I am glad that there is a thread about the issue of taking credit for someone else's work. Incredibly, I find this to be at the heart of other issues that the movie addresses, yet I cannot find a review that deals with this.
That Julie doesn't care to go by name is suggested elsewhere in the film. She takes an apartment anonymously, as taking an apartment in her maiden name is also seen to be a way that nobody should be able to find her. And yet they do. Just as it is revealed that she is the composer of the music. She cannot hide in taking an apartment in anonymity any more than she can escape the music that she has created.
Similarly, her mother calls her by her mother's sister's name. Rather than repeatedly correcting her mother or feeling bad about this, Julie accepts that her mother does not recognize her. It does not add to the other losses that she has experienced. She takes it as a given that her own mother doesn't know her by name. Just as she will finally accept that nobody will know that she composed her husband's music.
This might, in fact, be the "liberty" that the film is really about. The generosity that we see born out of Julie's discoveries after the loss of her husband and her daughter include the freedom that she chooses: to go without that which finally rekindles her life--the music--so that she doesn't have to have the vain trappings that her husband evidently enjoyed during his life owing to his taking recognition for being a composer that he wasn't.
As for these trappings, I believe that one of the photo montages of Patrice even shows him as a recipient of the Legion of Honor. I could be wrong about that. Still, Julie never takes part in these trappings. All pictures of Patrice in his vainglory show him enjoying the spotlight without Julie. In fact, the photomontages seem obvious. I.e. it appears that they have been constructed, i.e. that the character, Patrice, has been obviously superimposed into as much as onto situations designed to honor him.
Is this deliberate or is it that today, 14 years after the film first appeared, the technology of photoshop et al are much better? I prefer to think that as Kieslowski was a master of montage, these clumsy montages were made that way on purpose, as if to suggest that this man, Patrice, really wasn't there.
The reviewer who touched on the chorus being from "Corinthians" here may be right on point. And, as well, the Greeks had several forms of love which the French, at least in social theory in the works of Luc Boltanski and others when the film was made, were even exploring for social theory.

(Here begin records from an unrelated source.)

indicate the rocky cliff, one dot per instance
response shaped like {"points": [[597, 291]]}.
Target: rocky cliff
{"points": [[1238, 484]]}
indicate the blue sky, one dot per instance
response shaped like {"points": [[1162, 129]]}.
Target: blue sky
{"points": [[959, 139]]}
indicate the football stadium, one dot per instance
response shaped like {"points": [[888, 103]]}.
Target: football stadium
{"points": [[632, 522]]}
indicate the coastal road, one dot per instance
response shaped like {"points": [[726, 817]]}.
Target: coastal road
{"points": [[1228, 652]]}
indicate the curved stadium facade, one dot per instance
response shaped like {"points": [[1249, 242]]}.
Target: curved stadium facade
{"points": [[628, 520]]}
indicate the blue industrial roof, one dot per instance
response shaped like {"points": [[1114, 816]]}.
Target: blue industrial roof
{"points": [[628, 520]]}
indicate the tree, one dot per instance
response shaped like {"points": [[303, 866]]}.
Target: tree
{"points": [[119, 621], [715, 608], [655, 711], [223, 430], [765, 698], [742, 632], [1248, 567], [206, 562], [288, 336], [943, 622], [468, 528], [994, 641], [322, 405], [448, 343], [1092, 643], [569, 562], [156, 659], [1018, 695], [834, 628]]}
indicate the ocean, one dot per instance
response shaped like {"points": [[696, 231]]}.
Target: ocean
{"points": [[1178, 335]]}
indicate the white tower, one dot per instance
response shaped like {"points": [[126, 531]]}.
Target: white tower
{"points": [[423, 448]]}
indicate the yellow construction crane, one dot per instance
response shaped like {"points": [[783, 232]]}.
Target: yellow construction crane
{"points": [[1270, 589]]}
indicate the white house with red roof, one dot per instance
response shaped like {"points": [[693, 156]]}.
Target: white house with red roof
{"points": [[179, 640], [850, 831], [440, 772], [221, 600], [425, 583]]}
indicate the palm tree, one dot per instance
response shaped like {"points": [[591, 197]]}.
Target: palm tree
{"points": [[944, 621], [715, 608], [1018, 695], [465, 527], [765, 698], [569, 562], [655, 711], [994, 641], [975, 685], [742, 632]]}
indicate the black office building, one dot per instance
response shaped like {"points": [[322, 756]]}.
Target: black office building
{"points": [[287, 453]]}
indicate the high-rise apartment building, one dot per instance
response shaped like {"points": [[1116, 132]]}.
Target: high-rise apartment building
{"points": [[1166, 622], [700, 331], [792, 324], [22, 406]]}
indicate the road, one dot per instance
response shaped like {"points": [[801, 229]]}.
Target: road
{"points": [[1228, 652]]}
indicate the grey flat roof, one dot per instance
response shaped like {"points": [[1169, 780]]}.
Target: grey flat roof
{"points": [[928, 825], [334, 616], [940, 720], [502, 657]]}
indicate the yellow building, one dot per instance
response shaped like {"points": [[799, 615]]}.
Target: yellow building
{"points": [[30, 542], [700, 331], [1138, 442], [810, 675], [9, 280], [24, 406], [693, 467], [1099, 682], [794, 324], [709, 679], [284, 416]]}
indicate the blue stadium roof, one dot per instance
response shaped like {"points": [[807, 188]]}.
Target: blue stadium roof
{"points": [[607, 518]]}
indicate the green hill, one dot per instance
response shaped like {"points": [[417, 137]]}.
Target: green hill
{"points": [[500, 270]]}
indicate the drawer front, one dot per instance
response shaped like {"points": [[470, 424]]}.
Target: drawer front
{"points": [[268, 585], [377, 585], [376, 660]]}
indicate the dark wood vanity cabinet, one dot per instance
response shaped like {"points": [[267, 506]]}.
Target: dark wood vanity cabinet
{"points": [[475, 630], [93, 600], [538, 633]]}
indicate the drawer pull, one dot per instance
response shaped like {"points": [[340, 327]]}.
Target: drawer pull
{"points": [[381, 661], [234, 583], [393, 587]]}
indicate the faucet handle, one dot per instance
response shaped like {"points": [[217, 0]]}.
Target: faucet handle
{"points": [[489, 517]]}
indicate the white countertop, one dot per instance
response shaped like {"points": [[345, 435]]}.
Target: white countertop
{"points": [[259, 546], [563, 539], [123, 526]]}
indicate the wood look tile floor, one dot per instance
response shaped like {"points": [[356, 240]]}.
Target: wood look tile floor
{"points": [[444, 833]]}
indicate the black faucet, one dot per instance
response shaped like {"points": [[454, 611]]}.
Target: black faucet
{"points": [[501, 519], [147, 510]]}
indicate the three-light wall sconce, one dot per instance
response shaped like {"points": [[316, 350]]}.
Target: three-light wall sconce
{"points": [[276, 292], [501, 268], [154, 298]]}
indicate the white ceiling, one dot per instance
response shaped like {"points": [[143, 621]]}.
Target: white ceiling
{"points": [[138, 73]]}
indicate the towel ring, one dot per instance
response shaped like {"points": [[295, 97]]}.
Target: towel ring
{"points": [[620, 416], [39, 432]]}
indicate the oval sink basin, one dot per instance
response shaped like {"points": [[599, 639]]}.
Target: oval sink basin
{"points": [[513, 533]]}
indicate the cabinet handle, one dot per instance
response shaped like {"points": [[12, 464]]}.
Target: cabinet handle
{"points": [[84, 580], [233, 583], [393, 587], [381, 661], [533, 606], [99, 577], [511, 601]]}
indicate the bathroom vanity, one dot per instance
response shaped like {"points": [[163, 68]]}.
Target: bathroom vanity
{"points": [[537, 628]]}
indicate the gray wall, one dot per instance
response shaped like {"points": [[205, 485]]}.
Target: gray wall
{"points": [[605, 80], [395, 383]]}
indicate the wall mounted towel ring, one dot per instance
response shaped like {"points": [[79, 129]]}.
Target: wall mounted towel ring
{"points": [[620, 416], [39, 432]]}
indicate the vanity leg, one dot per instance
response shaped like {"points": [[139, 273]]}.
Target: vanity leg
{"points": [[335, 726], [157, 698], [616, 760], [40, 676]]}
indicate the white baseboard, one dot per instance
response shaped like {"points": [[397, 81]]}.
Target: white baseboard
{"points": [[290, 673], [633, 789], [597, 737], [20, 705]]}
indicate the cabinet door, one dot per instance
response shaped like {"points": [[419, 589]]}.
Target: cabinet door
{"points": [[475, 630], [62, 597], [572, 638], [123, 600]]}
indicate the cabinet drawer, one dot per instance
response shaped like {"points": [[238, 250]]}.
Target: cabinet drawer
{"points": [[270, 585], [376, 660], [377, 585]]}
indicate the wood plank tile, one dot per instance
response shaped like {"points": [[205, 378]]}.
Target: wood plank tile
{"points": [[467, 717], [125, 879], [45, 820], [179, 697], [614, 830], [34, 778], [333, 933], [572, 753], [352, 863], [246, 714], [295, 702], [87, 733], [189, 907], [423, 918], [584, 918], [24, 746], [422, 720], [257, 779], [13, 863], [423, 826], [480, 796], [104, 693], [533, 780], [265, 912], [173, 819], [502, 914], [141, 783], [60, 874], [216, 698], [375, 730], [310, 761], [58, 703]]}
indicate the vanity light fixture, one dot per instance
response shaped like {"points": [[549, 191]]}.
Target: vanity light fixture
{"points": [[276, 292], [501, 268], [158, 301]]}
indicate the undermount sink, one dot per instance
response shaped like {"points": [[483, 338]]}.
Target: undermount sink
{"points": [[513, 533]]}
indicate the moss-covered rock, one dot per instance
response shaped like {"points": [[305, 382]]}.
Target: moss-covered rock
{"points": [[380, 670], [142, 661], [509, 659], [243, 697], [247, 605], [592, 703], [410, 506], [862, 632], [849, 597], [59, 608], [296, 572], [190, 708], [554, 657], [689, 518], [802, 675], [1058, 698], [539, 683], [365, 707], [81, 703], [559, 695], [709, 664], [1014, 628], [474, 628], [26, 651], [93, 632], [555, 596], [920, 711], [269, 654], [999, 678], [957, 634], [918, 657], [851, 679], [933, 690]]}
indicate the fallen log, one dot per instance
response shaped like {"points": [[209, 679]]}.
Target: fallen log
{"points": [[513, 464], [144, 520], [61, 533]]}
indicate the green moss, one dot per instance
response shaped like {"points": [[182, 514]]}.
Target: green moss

Charity is seen as the highest form of love. Greater than eros and the third form of love that the Greeks recognized. Which I am forgetting as I write this...
Julie, I think when I see the film, must have let her husband take credit for her work out of her love for him as much as out of a recognition that he needed some form of credit more than he needed or was actually able to be a true creator.
She loved him and gave him this music because he loved her. Even when she finds out that he had another love, the lawyer who he knocked up and to whom he gave a necklace just like he gave Julie, Julie gives his other love their house in the country. Real charity.
Julie's love is put to the test when she has a chance to become known as the composer at the very end. Then she finds out that Olivier, Patrice's aid, is somewhat like Patrice.
Olivier seems to love Julie, as he has bought the mattress from the country house on which they had one night of love making. He tells Julie that he loves her when she asks him.
Yet Olivier, like Patrice, prefers the spotlight. He prefers that his awkward music be showcased than that the world have a true masterpiece, i.e. Julie's music. That is what I get from his last words to Julie. He uses what he takes to be her weakness, i.e. her generosity, to do exactly what her husband has done. He does not let it be known, in effect, that Julie is the artistic genius who has created masterpiece after masterpiece.
I guess that for me the issue of Patrice's (and Olivier's) vanity highlights how Julie achieves her liberty. Not through renunciation. Not in hiding. But in making choices. The choice to help the hooker keep her apartment. The choice to befriend the flautist outside the cafe where she goes in the afternoons. The choice to let Olivier, like Patrice, take credit because they are not true creators.